Examples of backend-native use:
- `VecZnx -> VecZnxDft`
- `ScalarZnx -> SvpPPol`
- `MatZnx -> VmpPMat`
- pointwise ops in prepared domains
- backend scratch allocation and subview carving
### Backend Interoperability
Backends are also expected to define how values move between host memory and backend-owned storage.
At the raw buffer level, every backend implements:
- `Backend::from_host_bytes`
- `Backend::to_host_bytes`
- `Backend::copy_from_host`
- `Backend::copy_to_host`
These are the fundamental upload/download hooks used to move layout storage across the host/backend boundary. For example:
```rust
let gpu_buf = CudaBackend::from_host_bytes(host_bytes);
let roundtrip = CudaBackend::to_host_bytes(&gpu_buf);
```
For cross-backend buffer transfer, `poulpy-hal` provides `TransferFrom<From>`. This is destination-owned: the destination backend declares how to import a source backend buffer.
```rust
pub trait TransferFrom<From: Backend>: Backend {
fn transfer_buf(src: &From::OwnedBuf) -> Self::OwnedBuf;
}
```
The default implementation only covers simple host-resident `Vec<u8>` backends. Device backends are expected to add explicit impls for the source backends they support.
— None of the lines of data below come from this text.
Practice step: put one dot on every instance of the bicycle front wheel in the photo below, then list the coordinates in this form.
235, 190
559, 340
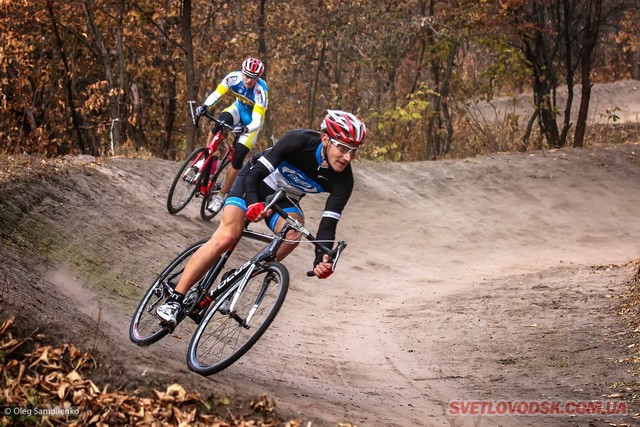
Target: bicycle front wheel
206, 210
185, 183
223, 336
146, 327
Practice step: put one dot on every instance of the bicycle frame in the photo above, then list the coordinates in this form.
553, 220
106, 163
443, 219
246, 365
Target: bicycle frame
209, 294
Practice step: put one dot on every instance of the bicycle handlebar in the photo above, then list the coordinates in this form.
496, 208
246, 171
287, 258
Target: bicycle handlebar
334, 254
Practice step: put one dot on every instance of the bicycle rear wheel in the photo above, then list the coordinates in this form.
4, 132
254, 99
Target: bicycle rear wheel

At the structured layout level, the canonical `upload_*` / `download_*` APIs live one layer above, in `poulpy-core::api::ModuleTransfer`. Those methods are built on top of `TransferFrom` and let modules move typed values such as `GLWE`, `LWE`, `GGLWE`, `GGSW`, and prepared keys between backends.
In practice:
- use `from_host_bytes` / `to_host_bytes` when you need a low-level buffer bridge
- use `TransferFrom` when implementing backend-to-backend storage movement
- use `ModuleTransfer::upload_*` / `download_*` in higher-level code that moves full typed objects between backends
## Tests
A fully generic cross-backend test suite is available in [`src/test_suite`](./src/test_suite).